I get that when someone is in mental crisis, you don’t have to solve the problem, you just have to show them how to get help. You don’t have to put out the flames, you just have to call 911 to get the firetruck to do the dirty work. I get that she doesn’t have many close relationships. But I find myself wanting to spend less time with her if she’s more of a burden than a joy.
I feel badly about this.
I mean, where are we if we abandon those who most need our support? But I also don’t want to be the single point of failure for this woman’s ability to function. It’s not that I have a problem cutting people out of my life. It’s usually just that I’ve done it to people who don’t need me to help them get their oxygen mask on. I’ve read the mental health literature about not taking things personally when someone with depression lashes out at you. And not blaming them when they say something hurtful.
That’s where my commitment to ending the stigma starts to waiver – right at the Keep Taking It, Turn The Other Cheek stage of helpfulness. But I have the good old-fashioned Catholic guilt to go with that, so I dunno.
Semi-related: my boss accused me of being empathetic in a review meeting, and I was all, “What did you just say to me?!?”
Looking through the lens that people see me as empathetic, I’ve been unboxing someone saying hurtful things that she (maybe) doesn’t know are hurtful.
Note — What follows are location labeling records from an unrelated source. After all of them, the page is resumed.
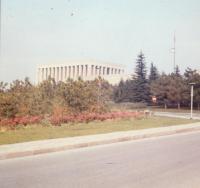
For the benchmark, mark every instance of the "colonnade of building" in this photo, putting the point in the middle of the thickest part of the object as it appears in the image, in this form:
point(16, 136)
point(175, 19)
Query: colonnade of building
point(85, 71)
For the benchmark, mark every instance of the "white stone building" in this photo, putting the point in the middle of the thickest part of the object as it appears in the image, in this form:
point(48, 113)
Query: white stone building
point(87, 70)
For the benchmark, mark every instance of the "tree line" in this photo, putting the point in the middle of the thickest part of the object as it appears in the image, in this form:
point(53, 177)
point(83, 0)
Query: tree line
point(171, 89)
point(21, 97)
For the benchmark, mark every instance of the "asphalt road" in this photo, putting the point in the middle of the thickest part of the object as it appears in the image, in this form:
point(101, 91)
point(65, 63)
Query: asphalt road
point(178, 115)
point(171, 161)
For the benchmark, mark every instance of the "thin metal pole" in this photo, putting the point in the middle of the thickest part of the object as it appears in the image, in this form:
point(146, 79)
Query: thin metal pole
point(0, 28)
point(174, 53)
point(192, 94)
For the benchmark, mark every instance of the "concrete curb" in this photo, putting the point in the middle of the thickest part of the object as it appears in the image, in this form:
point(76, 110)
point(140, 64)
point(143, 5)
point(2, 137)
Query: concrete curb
point(55, 145)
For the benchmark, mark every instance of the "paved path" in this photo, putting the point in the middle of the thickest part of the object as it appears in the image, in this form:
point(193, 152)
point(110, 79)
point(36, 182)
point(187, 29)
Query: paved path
point(53, 145)
point(178, 115)
point(164, 162)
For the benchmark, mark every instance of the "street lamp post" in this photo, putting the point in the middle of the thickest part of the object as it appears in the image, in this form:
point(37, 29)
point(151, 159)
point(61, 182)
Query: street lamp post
point(192, 96)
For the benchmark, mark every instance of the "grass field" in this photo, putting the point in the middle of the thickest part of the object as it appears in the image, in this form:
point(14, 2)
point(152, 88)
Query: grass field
point(40, 132)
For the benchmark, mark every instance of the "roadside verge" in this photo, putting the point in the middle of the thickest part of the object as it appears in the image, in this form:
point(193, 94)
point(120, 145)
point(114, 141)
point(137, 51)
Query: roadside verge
point(61, 144)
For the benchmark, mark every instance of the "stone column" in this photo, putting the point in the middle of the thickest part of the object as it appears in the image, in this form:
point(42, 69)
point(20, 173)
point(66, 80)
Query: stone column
point(86, 70)
point(53, 73)
point(38, 75)
point(92, 70)
point(69, 72)
point(56, 73)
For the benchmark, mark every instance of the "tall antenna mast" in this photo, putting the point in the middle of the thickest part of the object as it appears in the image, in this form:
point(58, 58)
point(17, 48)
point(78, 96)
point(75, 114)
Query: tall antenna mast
point(0, 28)
point(174, 52)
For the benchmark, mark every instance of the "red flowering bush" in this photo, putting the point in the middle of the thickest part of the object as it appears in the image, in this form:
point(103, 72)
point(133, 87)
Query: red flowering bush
point(23, 120)
point(88, 117)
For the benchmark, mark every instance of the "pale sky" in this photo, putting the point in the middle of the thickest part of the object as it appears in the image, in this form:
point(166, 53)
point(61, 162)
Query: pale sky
point(45, 31)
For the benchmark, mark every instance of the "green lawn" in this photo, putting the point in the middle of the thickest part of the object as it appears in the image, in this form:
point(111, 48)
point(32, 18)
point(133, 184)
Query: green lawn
point(39, 132)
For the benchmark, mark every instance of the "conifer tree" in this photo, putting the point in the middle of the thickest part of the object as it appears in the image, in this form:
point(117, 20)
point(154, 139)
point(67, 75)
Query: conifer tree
point(153, 73)
point(141, 92)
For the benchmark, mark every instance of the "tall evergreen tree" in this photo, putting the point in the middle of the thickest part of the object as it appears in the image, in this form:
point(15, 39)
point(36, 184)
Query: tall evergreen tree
point(141, 91)
point(153, 73)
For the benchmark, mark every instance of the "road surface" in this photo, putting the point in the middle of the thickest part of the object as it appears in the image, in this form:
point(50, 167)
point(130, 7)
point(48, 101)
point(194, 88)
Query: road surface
point(170, 161)
point(178, 115)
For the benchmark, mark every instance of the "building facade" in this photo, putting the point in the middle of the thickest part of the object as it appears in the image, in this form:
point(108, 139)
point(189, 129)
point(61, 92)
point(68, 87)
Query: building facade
point(87, 70)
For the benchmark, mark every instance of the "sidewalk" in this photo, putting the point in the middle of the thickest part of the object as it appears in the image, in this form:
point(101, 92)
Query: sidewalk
point(61, 144)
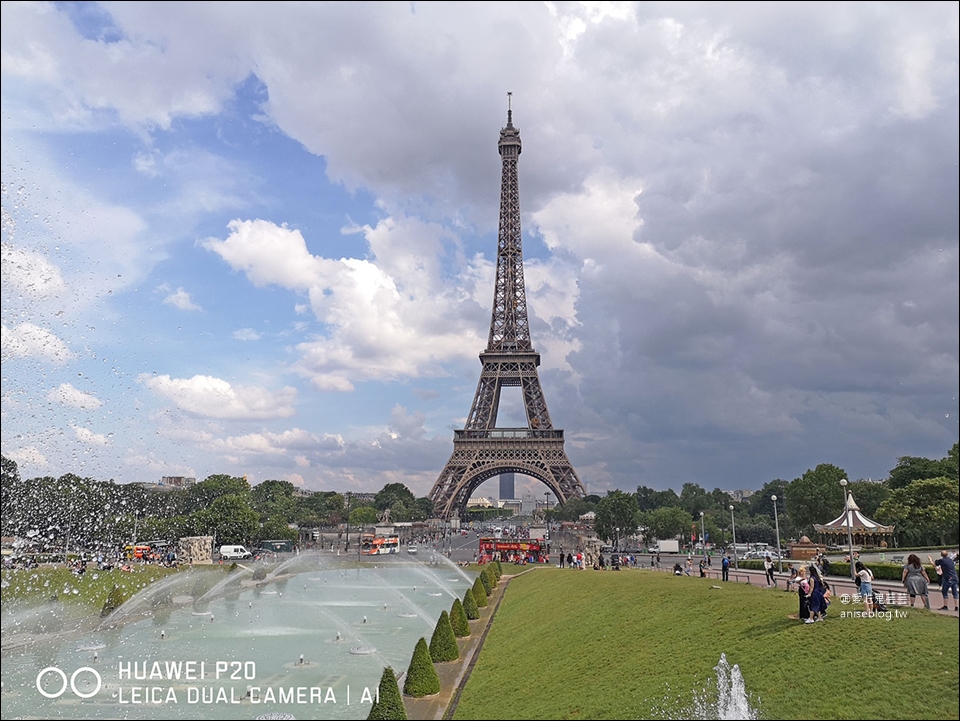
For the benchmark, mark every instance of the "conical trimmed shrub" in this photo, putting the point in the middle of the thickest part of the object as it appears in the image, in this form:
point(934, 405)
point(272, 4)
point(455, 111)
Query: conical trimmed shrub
point(443, 644)
point(479, 593)
point(470, 605)
point(389, 704)
point(485, 580)
point(422, 678)
point(458, 619)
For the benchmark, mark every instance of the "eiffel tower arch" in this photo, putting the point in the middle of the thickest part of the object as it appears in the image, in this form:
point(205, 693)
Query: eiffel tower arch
point(482, 450)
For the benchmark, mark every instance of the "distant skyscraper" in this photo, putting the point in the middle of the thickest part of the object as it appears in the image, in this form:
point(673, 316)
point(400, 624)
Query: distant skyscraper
point(507, 489)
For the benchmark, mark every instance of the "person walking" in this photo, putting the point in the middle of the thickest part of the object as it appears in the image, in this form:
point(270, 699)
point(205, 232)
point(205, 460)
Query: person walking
point(866, 585)
point(915, 578)
point(817, 601)
point(768, 569)
point(947, 570)
point(792, 578)
point(803, 591)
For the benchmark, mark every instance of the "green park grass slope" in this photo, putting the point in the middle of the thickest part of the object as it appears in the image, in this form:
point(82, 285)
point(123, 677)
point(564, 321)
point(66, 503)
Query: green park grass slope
point(642, 644)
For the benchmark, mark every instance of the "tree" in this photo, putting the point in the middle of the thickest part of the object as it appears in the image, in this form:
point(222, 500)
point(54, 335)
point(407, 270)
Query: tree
point(443, 643)
point(389, 704)
point(869, 495)
point(910, 469)
point(274, 498)
point(665, 522)
point(815, 497)
point(363, 516)
point(479, 593)
point(694, 499)
point(422, 678)
point(276, 529)
point(393, 493)
point(203, 494)
point(230, 517)
point(760, 503)
point(616, 510)
point(470, 605)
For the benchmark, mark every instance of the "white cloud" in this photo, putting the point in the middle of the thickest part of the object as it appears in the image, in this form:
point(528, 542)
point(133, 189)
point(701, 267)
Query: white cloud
point(210, 397)
point(31, 274)
point(390, 316)
point(85, 435)
point(181, 299)
point(245, 334)
point(27, 457)
point(67, 395)
point(27, 340)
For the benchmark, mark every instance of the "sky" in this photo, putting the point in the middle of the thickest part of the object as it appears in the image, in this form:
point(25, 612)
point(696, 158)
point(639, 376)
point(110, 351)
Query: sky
point(259, 239)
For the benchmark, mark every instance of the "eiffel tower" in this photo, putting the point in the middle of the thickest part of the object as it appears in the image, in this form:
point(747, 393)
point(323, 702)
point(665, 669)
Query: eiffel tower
point(482, 450)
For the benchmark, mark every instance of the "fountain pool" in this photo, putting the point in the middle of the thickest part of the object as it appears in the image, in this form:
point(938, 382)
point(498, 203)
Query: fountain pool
point(309, 641)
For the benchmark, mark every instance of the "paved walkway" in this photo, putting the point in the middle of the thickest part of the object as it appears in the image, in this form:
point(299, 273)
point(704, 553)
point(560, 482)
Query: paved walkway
point(894, 592)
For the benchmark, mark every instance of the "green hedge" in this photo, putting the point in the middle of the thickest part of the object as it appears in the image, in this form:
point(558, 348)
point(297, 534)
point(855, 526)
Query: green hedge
point(486, 582)
point(479, 593)
point(389, 704)
point(470, 605)
point(458, 619)
point(443, 644)
point(422, 678)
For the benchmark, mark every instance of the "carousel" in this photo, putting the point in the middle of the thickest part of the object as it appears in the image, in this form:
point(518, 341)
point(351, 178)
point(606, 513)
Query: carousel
point(865, 533)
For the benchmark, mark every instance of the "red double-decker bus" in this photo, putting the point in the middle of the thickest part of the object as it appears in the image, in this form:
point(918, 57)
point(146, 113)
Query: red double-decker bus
point(512, 550)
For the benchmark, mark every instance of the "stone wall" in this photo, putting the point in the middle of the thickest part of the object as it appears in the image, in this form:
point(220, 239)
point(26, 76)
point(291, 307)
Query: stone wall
point(196, 549)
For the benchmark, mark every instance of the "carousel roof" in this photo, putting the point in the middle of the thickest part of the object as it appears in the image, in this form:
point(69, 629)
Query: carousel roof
point(857, 522)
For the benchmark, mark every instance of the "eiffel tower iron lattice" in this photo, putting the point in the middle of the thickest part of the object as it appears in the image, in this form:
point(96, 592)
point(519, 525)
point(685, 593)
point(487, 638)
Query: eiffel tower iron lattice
point(482, 450)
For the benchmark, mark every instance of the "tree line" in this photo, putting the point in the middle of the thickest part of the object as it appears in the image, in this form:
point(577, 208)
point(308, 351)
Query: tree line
point(921, 497)
point(53, 513)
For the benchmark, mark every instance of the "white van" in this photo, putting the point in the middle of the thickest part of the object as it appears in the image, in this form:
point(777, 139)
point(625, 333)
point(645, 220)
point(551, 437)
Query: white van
point(234, 553)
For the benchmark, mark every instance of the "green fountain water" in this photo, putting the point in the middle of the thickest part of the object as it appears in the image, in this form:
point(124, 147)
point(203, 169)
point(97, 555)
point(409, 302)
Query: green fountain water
point(309, 641)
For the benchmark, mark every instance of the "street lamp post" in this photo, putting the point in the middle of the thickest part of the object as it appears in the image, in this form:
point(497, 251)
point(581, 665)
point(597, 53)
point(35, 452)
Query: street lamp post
point(849, 522)
point(733, 525)
point(346, 547)
point(703, 539)
point(776, 521)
Until someone else noticed, I was able to dismiss the caustic things this person says to me as “just the way she is”, or “When she’s hurt, she lashes out at whomever is there, it’s not about me”. In the process of trying to be empathetic, I’ve made it easy for someone to try to bleed off the pressure of her own pain by offloading it onto me. She’d have a different take on this if given the chance to defend herself – she always does.
But it occurs to me that Bossman might be right. I don’t know how I feel about that. I mean, it doesn’t mean I will also not employ a full arsenal of passive-aggressive tactics to help Karma teach someone some manners. Or fully aggressive tactics, if that’s warranted. One of my particular skills is finding the button that someone most hates having, and pushing it like I’m waiting for an elevator. I can totally be a jerk. But I try really hard to not let an innocent bystander loiter in the scorch-zone. If I’m going to light you up, you’ve likely already doused yourself in something flammable.
So what’s a girl to do? I mean, of course I want to help friends and loved ones. Absolutely. But I also feel like maybe I want to be able to tuck the Empathy Blankie back into storage at will. You don’t want to leave that thing casually draped over the back of the couch, right? Maybe you do.
I had a different friend, a long time ago, felt like people weren’t inviting her out and weren’t including her in social things. I listened to her tell me that I was a bad friend, and I finally had enough. I told her that she was invited to things all the time, but if she chose not to go because that wasn’t a failure on the part of the person inviting her. My lonely friend wanted one on one time with someone… anyone…, so when she was invited to dinner with a group, she declined, and felt like no one was making time for her. That relationship withered – I haven’t spoken to her in years. I hope she found what she needed from her social group.
And maybe that’s why it feels a little distasteful when I say that bossman “accused” me of being empathetic. It’s not a character flaw. He meant it as a compliment – he mentioned it as a skill that I bring to our team. When you’re legitimately empathetic, though, it’s easy to get pulled under by someone else’s need. There must be some kind of risk mitigation or contingency or something that lets the indiscretions of mental illness roll off you, like water off a duck, right?
I feel like there are choppy waters ahead.